The architectural firm that designed the Insurance Exchange, Cooper Arms and the Farmers & Merchants Bank buildings in Long Beach created the club, which had the appearance of a 14th century-style castle.
The building was dominated by an eight-story tower and included dining rooms that could accommodate 2,500 people, a 3,500-square-foot library with an ocean view, sauna, gym and even a padded wrestling room.
There were barber and beauty shops, a haberdashery and tobacco stand and 60 bedrooms for visitors.
The dedication book described the club as "rising abruptly out of the environing sea, almost like a fairy realm, this property commands an incomparable panorama of the languid Pacific with its gentle tides kissing the silver strand."
Charter members included early city leaders Llewellyn and Jotham W. Bixby, Walter Desmond, Frank Merriam, Glenn E. Thomas, Harry Buffum, C.J. Walker, Charles L. Heartwell and W. Harriman Jones.
The grand opening was staged over five evenings because of intense demand.
Eventually, such opulence could not be sustained. In 1964, the club went broke and through the 1960s and `70s it passed through a number of owners before it was razed to make room for The Pacific condominium tower.

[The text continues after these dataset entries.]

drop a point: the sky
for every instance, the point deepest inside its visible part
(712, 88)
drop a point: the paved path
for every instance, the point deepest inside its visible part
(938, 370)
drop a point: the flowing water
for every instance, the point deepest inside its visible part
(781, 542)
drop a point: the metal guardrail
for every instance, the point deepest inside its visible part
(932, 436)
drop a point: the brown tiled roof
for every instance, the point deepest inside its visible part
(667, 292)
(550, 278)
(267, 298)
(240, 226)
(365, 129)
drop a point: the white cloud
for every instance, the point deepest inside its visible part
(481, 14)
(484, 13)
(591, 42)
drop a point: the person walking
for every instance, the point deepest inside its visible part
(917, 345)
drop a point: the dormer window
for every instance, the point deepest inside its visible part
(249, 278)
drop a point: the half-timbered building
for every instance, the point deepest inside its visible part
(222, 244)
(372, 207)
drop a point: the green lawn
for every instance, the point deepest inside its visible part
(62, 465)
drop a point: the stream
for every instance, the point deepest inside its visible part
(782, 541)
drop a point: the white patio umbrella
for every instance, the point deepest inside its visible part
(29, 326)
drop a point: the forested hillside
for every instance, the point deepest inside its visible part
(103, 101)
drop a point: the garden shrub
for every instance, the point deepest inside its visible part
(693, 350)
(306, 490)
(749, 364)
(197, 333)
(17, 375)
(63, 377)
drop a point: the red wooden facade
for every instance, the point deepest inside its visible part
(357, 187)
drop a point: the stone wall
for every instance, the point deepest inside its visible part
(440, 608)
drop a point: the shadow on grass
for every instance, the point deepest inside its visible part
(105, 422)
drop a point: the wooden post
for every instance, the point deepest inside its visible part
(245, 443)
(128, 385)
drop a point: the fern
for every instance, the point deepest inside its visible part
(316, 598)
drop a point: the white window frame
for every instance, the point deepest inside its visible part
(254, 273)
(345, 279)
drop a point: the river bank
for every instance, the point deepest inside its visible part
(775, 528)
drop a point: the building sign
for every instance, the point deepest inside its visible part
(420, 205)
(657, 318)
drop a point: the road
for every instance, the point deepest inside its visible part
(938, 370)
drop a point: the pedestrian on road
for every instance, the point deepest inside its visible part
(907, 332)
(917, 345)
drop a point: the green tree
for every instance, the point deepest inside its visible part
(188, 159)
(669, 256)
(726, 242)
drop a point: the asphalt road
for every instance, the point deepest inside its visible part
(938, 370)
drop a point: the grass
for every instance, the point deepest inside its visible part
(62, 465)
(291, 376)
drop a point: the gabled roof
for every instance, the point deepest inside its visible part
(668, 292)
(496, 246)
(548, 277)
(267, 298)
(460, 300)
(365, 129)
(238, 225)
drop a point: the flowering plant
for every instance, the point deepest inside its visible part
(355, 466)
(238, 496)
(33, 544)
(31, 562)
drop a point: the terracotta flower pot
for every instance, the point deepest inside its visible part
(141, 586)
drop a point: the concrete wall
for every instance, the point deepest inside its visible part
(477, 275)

Of course, Long Beach was accustomed to paving the past, with the Jergin's Trust, Municipal Auditorium and the entire Pike complex all being taken down.
The building didn't go down without a fight, as preservation and historical groups offered opposition.
Clements, a member of the original Cultural Heritage Commission, remembered lobbying to find ways to save the building through adaptive reuse.
"It was reusable and it was easy and plausible," she said. "It didn't have to go down. It could still be there. That familiar facade could still be there."
Ironically, the developer who had the building razed, Robert Bellevue, was one of its biggest supporters and worked hardest to save it.
Latimer said he "tried very hard to come up with a plan that would save (the building)."
"I still miss that building," Bellevue said.
Local attorney Doug Otto, a friend of Bellevue, didn't represent the developer at the time, but said "anyone in the know, knows he gave it a good shot."
Bellevue had financing and a plan that would have saved the building and redesigned the tower as a hotel/condo, but it was defeated in the City Council 5-4.
Numerous other attempts from reasonable to ridiculous also failed.
"Some of them only would have lost $5 million to $8 million - if everything went exactly right," Bellevue said.
"A lot of people tried to figure a way we could save (the club), but we just couldn't do it," Latimer said.
Clements had been part of the effort to land the building on the National Register in the first place in the early 1980s.
Contrary to popular belief, being on the register is no guarantee of a building's survival.
Historian Stan Poe said local regulations and protections are more effective than the national designation.
"You can just go into hearings and have the protections removed," Poe said. "It's just a layer of protection."
The demise of the Pacific Coast Club and the Jergin's Trust building did, however, lead to reform.
In 1988, Ruthann Lehrer became the city's first historic preservation officer and helped design regulations to protect historic structures.
Lehrer later said, "Out of the trauma of losing those buildings came this position."
The stronger commitment to preservation helped save buildings that might have had the same fate as Jergins and Pacific Coast Club, Lehrer said.
She listed the Walker Department building, the Masonic Temple, the Kress building, the Insurance Exchange building and the Harriman Jones Clinic as examples.
That doesn't mean all historic and significant buildings were saved, but it became considerably more difficult to demolish them.
But it was the loss of the Pacific Coast Club that really hurt.
"Everyone loved the building," Otto said. "It was like the Queen Mary is now, just something everyone identified with Long Beach."
Adrienne LaFrance of Digital First Media contributed to this report.